Bild: Natalie Portman, Vincent Cassel (rechts) und Black-Swan-Regisseur Darren …
Die Mostra macht Krach. Wenn es etwas gibt, wovor sie garantiert keine
Angst hat, dann sind das Effekte. In der Sala Volpi ist der Ton am
Dienstagnachmittag so laut eingestellt, dass der Festivaltrailer, der schon
bei normaler Lautstärke an eine Kirmes erinnert, noch lange in den Ohren
tönt. Und der gestrige Eröffnungsabend gehörte gleich drei Filmen, die mit
Action, Blut und Schockmomenten nicht geizten: Darren Aronofskys
Psychothriller "Black Swan", Andrew Laus Actionspektakel "Legend of the
Fist: The Return of Chen Zhen" und schließlich Robert Rodriguez
Rachefantasie "Machete". Bis Redaktionsschluss waren die ersten beiden zu
sehen; dass auch der dritte nicht auf subtile Reize setzt, lässt sich schon
deshalb vorhersagen, weil Rodriguez mit "Machete" zum Spielfilm ausbaut,
was er im Rahmen der beiden Grindhouse-Filme als Faketrailer in Szene
setzte.
Andrew Lau versteht seinen Film als Hommage an Bruce Lee, der im November
70 Jahre alt würde. Chen Zhen, der Held bei Lau war auch der Held in Wei
Los "Fist of Fury" aus dem Jahr 1972. Damals spielte Lee die Hauptrolle,
diesmal Donnie Yen, und beide Helden haben eine Mission: Sie wollen die
Japaner, die in den 1920er Jahren im Begriff sind, den Norden Chinas zu
besetzen, nach Kräften sabotieren. Kung Fu kämpft hier also gegen Karate,
und gern ließe man sich auf die Schönheit der Fausthiebe, der
Hebeltechniken und Sprungtritte ein, wäre da nicht dieser aufdringliche
Patriotismus in Laus Inszenierung. Die Eröffungssequenz freilich ist toll:
Chen Zhen rettet sich und seine Leute aus den Schützengräben des Ersten
Weltkriegs, in die er durch einen fiesen Winkelzug der Kolonialpolitik
hineingeraten ist. Andrew Lau zieht dabei alle Register des
Martial-Arts-Spektakels, und es ist eine echte Überraschung, zu sehen, wie
gut sich die Topoi des Weltkriegsfilms, die Bajonette, die schlammigen
Uniformen und die Schützengräben, mit den Tricks und Finten der
Hongkong-Kampfkunst vertragen.
Darren Aronofsky war zuletzt 2008 mit "The Wrestler" am Lido zu Gast und
wurde damals mit dem Goldenen Löwen belohnt. Auch sein neuer Film schaut
sich dort um, wo harter Körpereinsatz die Grundlage für Kunst und
Unterhaltung bildet. Nach dem Wrestling ist nun das Ballett an der Reihe.
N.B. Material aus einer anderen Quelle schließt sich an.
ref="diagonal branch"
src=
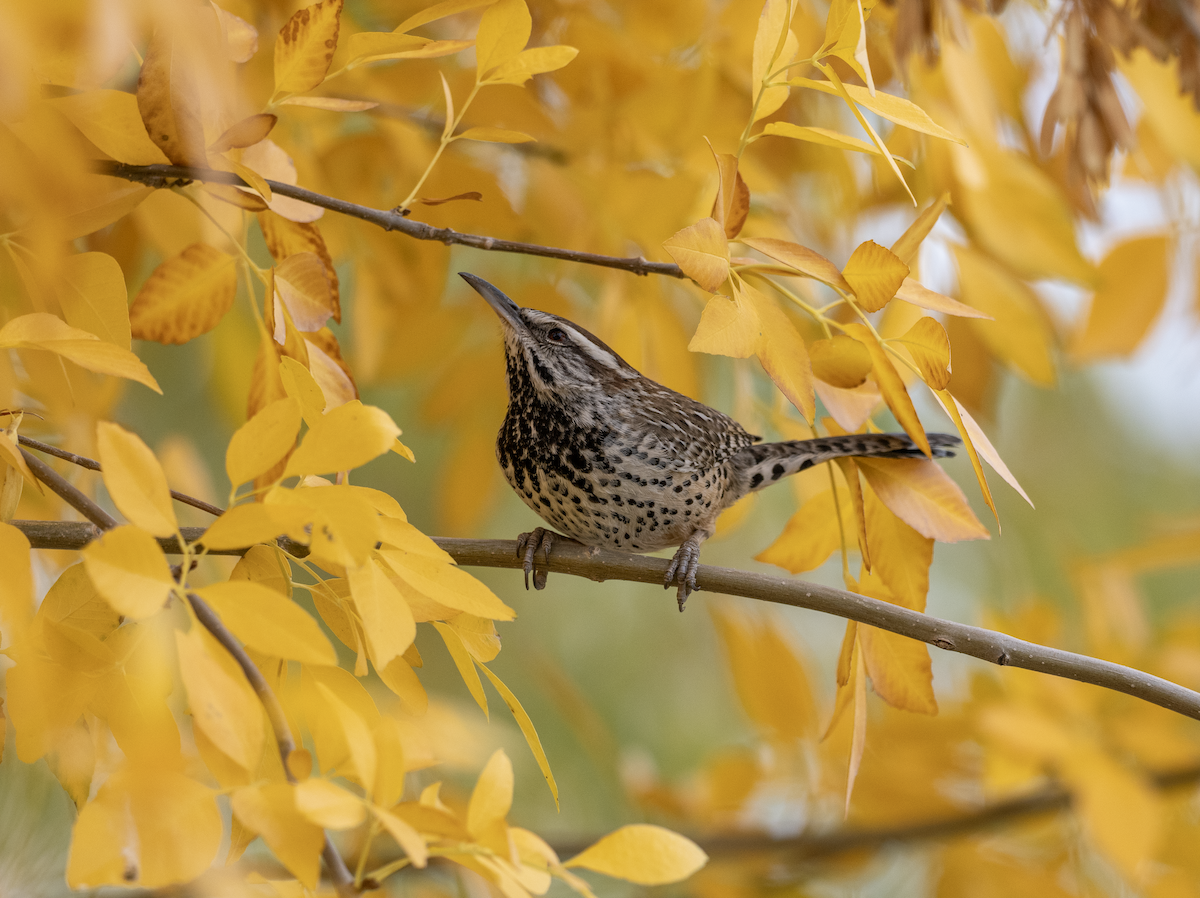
[17,436,224,517]
[97,162,686,277]
[12,521,1200,720]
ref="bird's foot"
[517,527,582,589]
[662,539,700,611]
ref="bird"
[458,271,961,611]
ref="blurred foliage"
[0,0,1200,898]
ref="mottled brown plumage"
[462,274,959,610]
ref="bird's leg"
[517,527,582,589]
[662,531,710,611]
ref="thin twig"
[96,162,686,277]
[20,470,356,898]
[17,436,224,517]
[12,521,1200,720]
[20,449,116,531]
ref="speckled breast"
[496,407,731,552]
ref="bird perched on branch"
[460,273,960,611]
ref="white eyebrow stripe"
[559,325,620,371]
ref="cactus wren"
[460,273,960,611]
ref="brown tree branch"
[12,521,1200,720]
[96,162,686,277]
[17,436,224,517]
[20,465,358,898]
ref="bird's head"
[458,271,640,403]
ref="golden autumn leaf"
[0,312,162,393]
[954,246,1056,387]
[841,240,908,312]
[662,218,730,293]
[475,0,533,82]
[809,334,871,384]
[564,824,708,886]
[740,237,854,293]
[1070,237,1170,361]
[275,0,342,94]
[130,244,238,343]
[96,421,179,537]
[892,317,950,390]
[842,323,931,455]
[688,295,762,359]
[856,459,990,543]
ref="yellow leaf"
[892,194,950,265]
[755,490,854,574]
[842,323,931,455]
[66,763,222,890]
[197,580,337,664]
[790,78,967,144]
[137,23,207,168]
[96,421,179,537]
[0,312,162,393]
[935,390,1033,513]
[454,127,538,143]
[896,284,992,321]
[954,246,1056,387]
[209,113,278,152]
[225,396,301,487]
[396,0,496,34]
[821,0,876,96]
[284,400,400,477]
[83,526,175,621]
[467,748,512,838]
[472,664,558,808]
[858,625,937,714]
[740,237,854,293]
[379,549,516,621]
[854,459,990,543]
[487,44,580,84]
[50,90,170,166]
[842,240,908,312]
[275,252,334,330]
[130,244,238,343]
[893,317,950,390]
[229,783,325,890]
[175,621,263,771]
[316,681,378,795]
[280,97,379,112]
[750,0,799,121]
[709,602,820,742]
[275,0,342,94]
[863,480,934,611]
[58,252,130,349]
[475,0,533,82]
[347,558,416,670]
[433,621,490,718]
[688,294,762,359]
[371,806,430,868]
[1072,235,1170,361]
[739,285,816,424]
[809,334,871,390]
[563,824,708,886]
[761,121,914,168]
[950,143,1096,284]
[295,777,367,830]
[662,218,730,293]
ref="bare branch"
[17,436,224,517]
[12,521,1200,720]
[97,162,686,277]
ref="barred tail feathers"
[738,433,962,492]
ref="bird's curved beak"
[458,271,526,330]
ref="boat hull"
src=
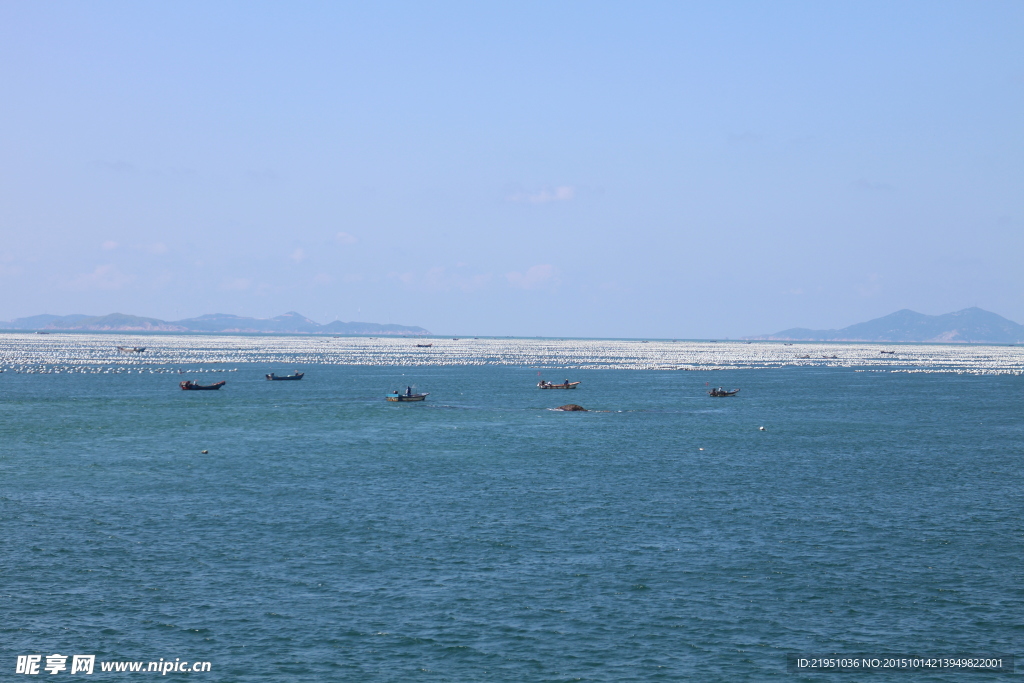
[178,380,227,391]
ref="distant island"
[0,311,430,336]
[744,307,1024,344]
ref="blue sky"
[0,1,1024,338]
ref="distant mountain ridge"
[744,307,1024,344]
[0,311,430,336]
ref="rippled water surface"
[0,348,1024,681]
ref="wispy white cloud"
[506,185,575,204]
[857,272,882,297]
[505,263,558,290]
[220,278,253,292]
[70,264,135,290]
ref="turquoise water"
[0,365,1024,681]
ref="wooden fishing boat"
[266,372,305,382]
[384,391,430,403]
[178,380,227,391]
[537,380,580,389]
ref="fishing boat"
[266,372,305,382]
[537,380,580,389]
[178,380,227,391]
[384,390,430,403]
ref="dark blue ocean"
[0,365,1024,682]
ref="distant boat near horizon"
[178,380,227,391]
[266,372,305,382]
[537,380,580,389]
[384,391,430,403]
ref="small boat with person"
[537,380,580,389]
[384,387,430,403]
[178,380,227,391]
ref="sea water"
[0,340,1024,681]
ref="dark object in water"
[266,372,305,382]
[537,380,580,389]
[384,391,430,403]
[178,380,227,391]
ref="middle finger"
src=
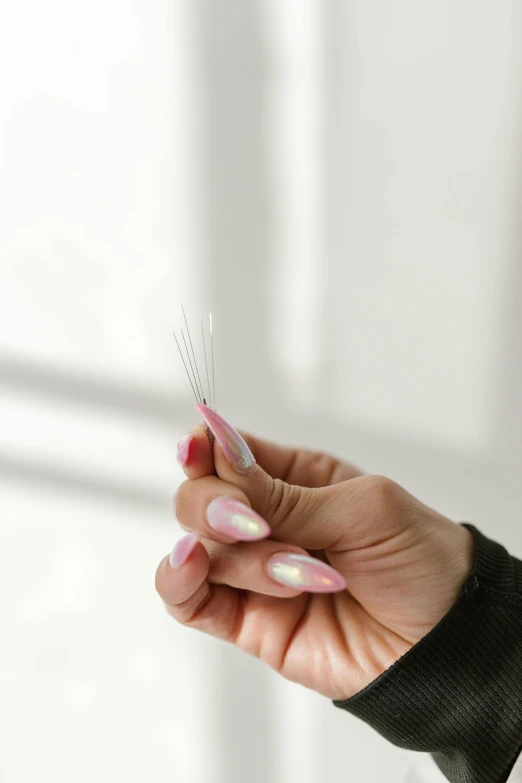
[176,476,270,544]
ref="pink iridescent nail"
[196,402,256,473]
[169,533,199,568]
[177,432,194,468]
[268,552,346,593]
[207,495,270,541]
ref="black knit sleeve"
[334,525,522,783]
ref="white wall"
[0,0,522,783]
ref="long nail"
[177,432,194,468]
[207,495,270,541]
[196,402,256,473]
[169,533,199,568]
[268,552,346,593]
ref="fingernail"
[177,432,194,468]
[196,402,256,473]
[207,495,270,541]
[268,552,346,593]
[169,533,199,568]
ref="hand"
[156,406,473,699]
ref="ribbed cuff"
[334,524,522,783]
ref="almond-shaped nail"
[196,402,256,473]
[177,432,194,468]
[169,533,199,568]
[268,552,346,593]
[207,495,270,541]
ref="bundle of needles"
[173,304,216,448]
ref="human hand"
[156,405,473,700]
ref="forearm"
[334,525,522,783]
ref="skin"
[156,426,473,700]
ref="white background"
[0,0,522,783]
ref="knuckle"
[266,477,305,526]
[362,476,403,515]
[174,479,191,519]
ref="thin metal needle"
[199,318,213,408]
[208,313,216,410]
[180,329,203,402]
[172,332,199,402]
[181,302,204,399]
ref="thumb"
[196,403,357,550]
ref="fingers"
[178,416,361,487]
[156,534,346,632]
[177,424,215,479]
[191,404,407,551]
[176,476,270,543]
[151,536,241,641]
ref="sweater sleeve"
[334,525,522,783]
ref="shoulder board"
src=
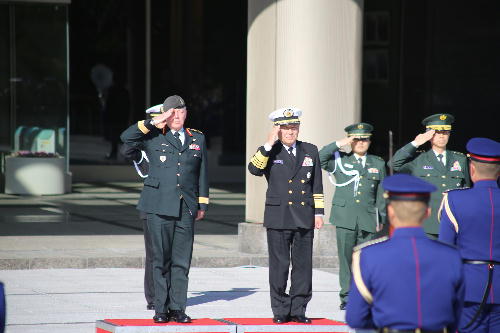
[443,187,471,193]
[187,128,203,134]
[353,236,389,251]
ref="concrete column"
[246,0,363,222]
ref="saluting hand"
[266,125,280,146]
[413,130,436,146]
[314,216,323,229]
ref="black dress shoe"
[168,310,191,324]
[153,313,168,324]
[273,316,290,324]
[291,316,311,324]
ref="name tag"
[302,156,313,166]
[450,161,462,171]
[189,143,200,150]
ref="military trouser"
[335,224,376,302]
[147,201,194,313]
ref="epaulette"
[188,128,203,134]
[443,187,470,193]
[353,236,389,251]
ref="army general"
[121,95,208,323]
[248,108,324,324]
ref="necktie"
[288,147,295,163]
[174,132,182,148]
[438,154,444,165]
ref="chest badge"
[302,156,313,166]
[450,161,462,171]
[189,143,200,150]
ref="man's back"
[346,228,464,331]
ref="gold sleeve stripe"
[250,151,269,169]
[443,195,458,234]
[352,250,373,304]
[314,198,325,208]
[137,120,149,134]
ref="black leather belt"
[378,327,451,333]
[463,259,500,328]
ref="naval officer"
[346,174,464,333]
[121,95,208,323]
[439,138,500,332]
[319,123,386,310]
[248,108,324,324]
[387,114,470,239]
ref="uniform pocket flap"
[266,197,281,206]
[333,198,345,207]
[144,177,160,188]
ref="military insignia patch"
[189,143,200,150]
[302,156,313,166]
[450,161,462,171]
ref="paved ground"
[0,266,350,333]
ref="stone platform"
[96,318,350,333]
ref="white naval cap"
[269,108,302,125]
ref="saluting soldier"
[248,108,324,324]
[346,174,464,333]
[319,123,386,310]
[439,138,500,332]
[121,95,208,323]
[387,114,470,239]
[120,104,163,310]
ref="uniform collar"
[474,179,498,187]
[392,227,427,238]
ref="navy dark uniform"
[387,114,470,239]
[346,174,464,333]
[121,96,208,322]
[248,109,324,322]
[439,138,500,332]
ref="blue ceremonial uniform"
[346,174,464,332]
[439,139,500,332]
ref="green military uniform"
[387,114,470,238]
[121,95,208,314]
[319,123,386,304]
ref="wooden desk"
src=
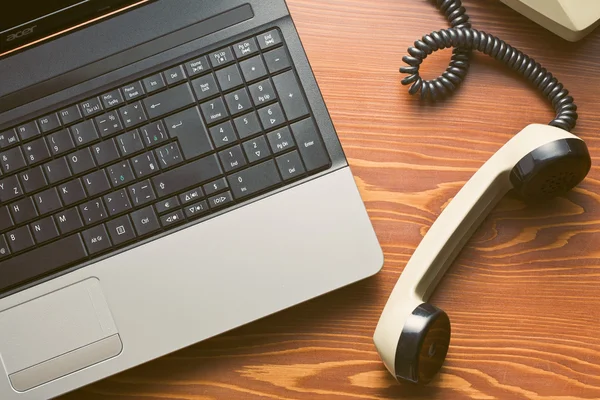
[64,0,600,400]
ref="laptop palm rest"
[0,278,123,392]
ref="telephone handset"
[373,0,591,384]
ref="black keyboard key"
[257,29,281,50]
[79,199,108,225]
[0,147,27,174]
[70,120,100,146]
[144,83,195,119]
[129,180,156,207]
[54,207,83,235]
[121,82,144,101]
[233,38,258,58]
[201,97,229,124]
[58,179,86,206]
[243,136,271,164]
[240,55,267,82]
[58,104,83,125]
[46,129,75,156]
[67,147,96,175]
[273,71,309,121]
[165,107,213,160]
[263,47,292,74]
[258,103,286,129]
[225,88,252,115]
[6,226,34,252]
[209,47,234,68]
[192,74,219,101]
[33,188,62,215]
[0,175,23,203]
[29,217,58,243]
[0,233,87,291]
[142,74,167,93]
[131,151,159,179]
[106,215,136,246]
[21,138,50,165]
[219,145,247,172]
[44,157,71,185]
[131,206,160,236]
[81,225,112,254]
[233,112,262,139]
[210,121,237,149]
[227,160,281,199]
[140,122,169,147]
[267,126,296,154]
[17,121,41,140]
[249,79,277,107]
[0,207,14,231]
[208,192,233,208]
[104,189,133,217]
[277,151,306,181]
[202,178,229,196]
[96,110,123,137]
[19,167,47,193]
[292,118,330,172]
[160,210,184,228]
[82,169,111,197]
[215,64,244,92]
[106,161,135,187]
[92,139,121,166]
[117,129,144,156]
[119,101,148,128]
[154,197,179,214]
[179,188,204,204]
[184,56,210,77]
[0,129,19,149]
[38,113,61,133]
[80,97,103,117]
[163,65,185,85]
[0,235,10,260]
[100,89,124,109]
[152,154,223,197]
[154,143,183,168]
[183,200,210,218]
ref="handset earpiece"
[373,124,591,384]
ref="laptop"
[0,0,383,400]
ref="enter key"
[164,107,213,160]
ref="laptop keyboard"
[0,30,331,292]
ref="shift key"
[144,83,194,119]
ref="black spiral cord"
[400,0,577,131]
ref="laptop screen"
[0,0,145,55]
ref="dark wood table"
[64,0,600,400]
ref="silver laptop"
[0,0,383,400]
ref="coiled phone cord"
[400,0,577,131]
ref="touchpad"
[0,278,123,392]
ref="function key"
[257,29,281,50]
[17,121,40,140]
[163,65,185,85]
[210,47,234,68]
[121,82,144,101]
[100,89,124,108]
[142,74,167,93]
[233,38,258,58]
[184,56,210,76]
[0,129,19,149]
[58,104,82,125]
[81,97,102,117]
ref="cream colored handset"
[373,124,591,383]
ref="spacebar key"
[0,234,87,292]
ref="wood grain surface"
[63,0,600,400]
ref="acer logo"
[6,25,37,42]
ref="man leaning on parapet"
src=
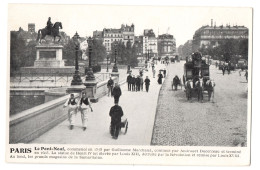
[63,93,78,130]
[107,77,114,97]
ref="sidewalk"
[31,64,165,145]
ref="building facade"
[158,34,176,57]
[121,24,135,46]
[103,28,123,53]
[28,23,35,33]
[93,31,103,42]
[134,36,143,57]
[182,40,193,59]
[96,24,135,53]
[143,29,158,57]
[192,21,248,51]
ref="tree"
[10,32,26,71]
[199,39,248,62]
[86,39,107,64]
[63,39,76,66]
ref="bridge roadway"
[31,64,165,145]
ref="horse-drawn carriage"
[183,52,214,100]
[109,118,128,134]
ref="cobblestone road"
[151,62,247,146]
[31,64,165,145]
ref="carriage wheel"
[125,121,128,134]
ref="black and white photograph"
[7,1,253,165]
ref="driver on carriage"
[109,101,124,139]
[172,75,180,91]
[46,17,53,34]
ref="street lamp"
[107,55,109,72]
[112,42,118,72]
[71,32,82,85]
[86,37,95,81]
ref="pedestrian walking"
[222,66,225,76]
[107,77,114,97]
[157,72,163,84]
[206,79,216,103]
[63,93,78,130]
[109,102,124,139]
[185,80,193,100]
[153,69,156,78]
[195,78,204,102]
[245,70,248,82]
[139,68,143,76]
[126,73,132,91]
[172,75,180,91]
[238,69,242,76]
[79,92,93,131]
[131,75,136,91]
[135,76,141,91]
[163,68,166,78]
[144,76,150,92]
[112,84,122,103]
[140,76,144,91]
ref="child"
[63,93,78,130]
[79,92,93,131]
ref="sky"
[8,4,252,47]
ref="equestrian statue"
[36,17,62,43]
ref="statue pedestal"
[111,72,119,84]
[34,44,64,68]
[83,80,98,103]
[66,85,86,94]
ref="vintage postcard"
[6,4,253,166]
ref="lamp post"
[86,37,95,81]
[71,32,82,85]
[107,56,109,72]
[112,42,118,72]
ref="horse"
[195,78,204,102]
[206,79,216,103]
[36,22,62,43]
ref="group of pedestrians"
[63,63,160,139]
[107,77,122,103]
[107,77,124,139]
[63,91,93,131]
[126,73,150,92]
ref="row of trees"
[10,32,138,71]
[199,39,248,62]
[109,41,138,67]
[10,32,36,71]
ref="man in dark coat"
[196,79,204,102]
[126,73,132,91]
[109,103,124,139]
[144,76,150,92]
[107,77,114,97]
[135,76,140,91]
[131,75,136,91]
[112,84,122,103]
[163,69,166,78]
[47,17,53,34]
[157,72,163,84]
[222,65,226,76]
[172,75,180,91]
[140,76,144,91]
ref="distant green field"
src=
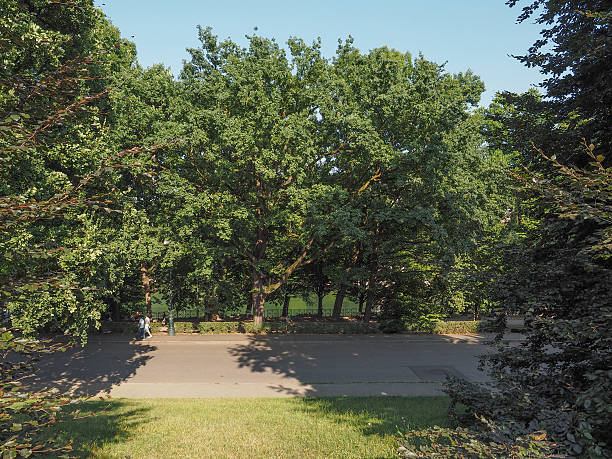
[151,293,359,317]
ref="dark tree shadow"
[229,335,486,396]
[21,337,157,397]
[229,336,482,446]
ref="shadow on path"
[228,336,484,396]
[21,337,157,396]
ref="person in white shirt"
[138,317,145,339]
[142,314,153,339]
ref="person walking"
[137,316,145,339]
[142,314,153,339]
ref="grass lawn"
[44,397,449,459]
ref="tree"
[506,0,612,166]
[404,0,612,457]
[179,28,346,323]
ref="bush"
[102,321,380,336]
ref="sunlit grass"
[44,397,449,458]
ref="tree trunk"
[332,283,346,320]
[359,285,365,314]
[317,289,325,318]
[251,269,266,325]
[363,273,376,322]
[281,292,291,317]
[245,286,253,317]
[140,261,152,316]
[251,226,268,325]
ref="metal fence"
[152,307,366,320]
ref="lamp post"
[164,239,175,336]
[168,289,175,336]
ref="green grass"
[41,397,449,459]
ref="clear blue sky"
[95,0,542,105]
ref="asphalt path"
[24,335,521,398]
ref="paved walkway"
[22,334,521,398]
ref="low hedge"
[431,320,491,335]
[102,320,491,335]
[102,321,380,335]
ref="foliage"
[506,0,612,167]
[430,1,612,457]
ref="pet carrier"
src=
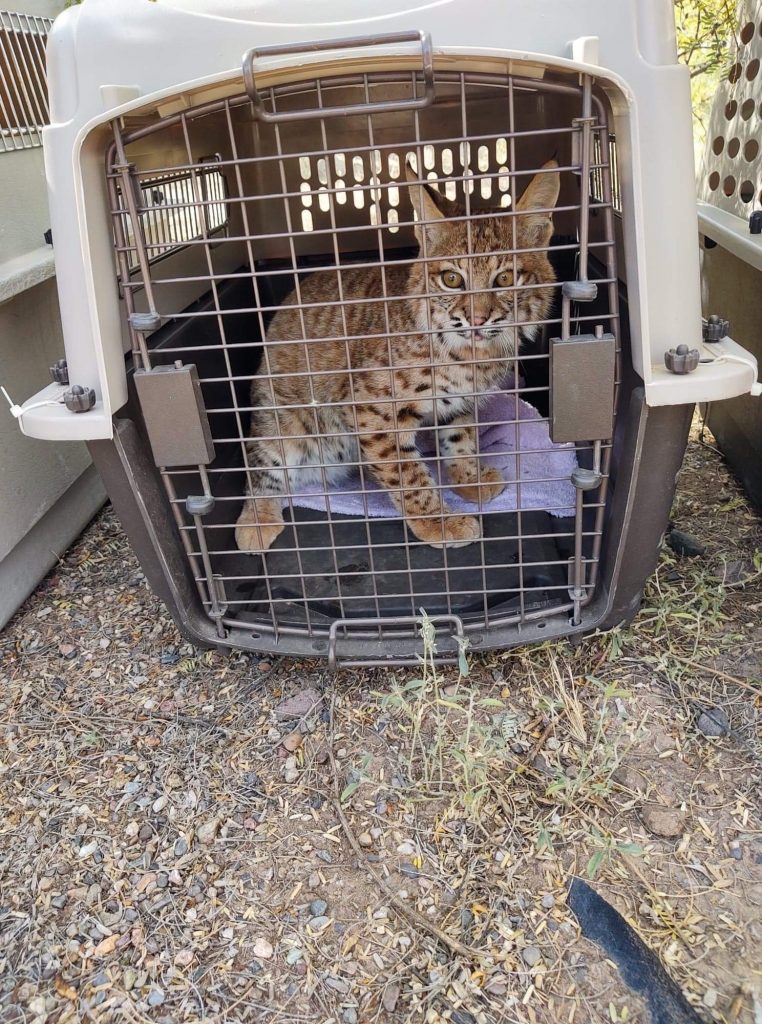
[17,0,754,666]
[699,0,762,509]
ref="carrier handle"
[243,32,434,124]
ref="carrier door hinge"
[134,359,214,469]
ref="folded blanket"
[289,391,577,518]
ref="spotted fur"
[236,161,559,551]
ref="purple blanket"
[290,391,577,518]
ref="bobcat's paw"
[450,465,505,505]
[236,522,285,552]
[408,513,481,548]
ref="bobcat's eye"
[439,270,465,288]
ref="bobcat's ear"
[516,160,561,249]
[405,160,445,252]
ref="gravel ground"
[0,417,762,1024]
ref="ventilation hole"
[738,181,754,203]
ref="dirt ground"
[0,417,762,1024]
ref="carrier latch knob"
[702,313,730,342]
[64,384,95,413]
[50,359,69,384]
[664,345,701,374]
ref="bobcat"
[236,160,559,551]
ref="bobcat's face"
[410,161,559,359]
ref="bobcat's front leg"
[438,413,505,504]
[357,402,481,548]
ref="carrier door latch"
[134,359,214,469]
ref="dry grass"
[0,417,762,1024]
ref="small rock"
[381,982,400,1014]
[640,804,685,839]
[521,946,542,967]
[667,529,707,558]
[196,818,219,846]
[283,732,303,754]
[274,687,323,722]
[696,708,730,736]
[251,935,273,959]
[149,988,166,1007]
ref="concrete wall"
[0,0,105,628]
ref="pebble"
[149,988,166,1007]
[381,982,400,1014]
[521,946,542,967]
[251,935,273,959]
[196,818,219,846]
[640,804,685,839]
[696,708,730,736]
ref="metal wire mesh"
[107,64,619,663]
[0,10,53,153]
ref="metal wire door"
[107,58,620,663]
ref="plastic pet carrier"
[699,0,762,509]
[23,0,755,666]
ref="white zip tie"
[0,384,64,420]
Die New Yorker Tänzerin Nina (Natalie Portman) hat die Hauptrolle in einer
Inszenierung von Tschaikowskis "Schwanensee" inne. Sie gibt die
unschuldige, reine weiße Schwanenkönigin Odette und zugleich die
dämonische, verführerische schwarze Odile. Die Zeit des Castings und der
Proben wird für sie zum Albtraum, da sie an vielen Problemen leidet - an
einer kontrollierenden Mutter, an ihrem eigenen Perfektionismus, an ihrem
Hang zur Selbstverletzung und schließlich an einer von vielen Komplexen
verstellten Sexualität. Weil Aronofsky kein Mann der leisen Töne ist,
inszeniert er jedes Motiv drastisch und bis zum bitteren Ende aus.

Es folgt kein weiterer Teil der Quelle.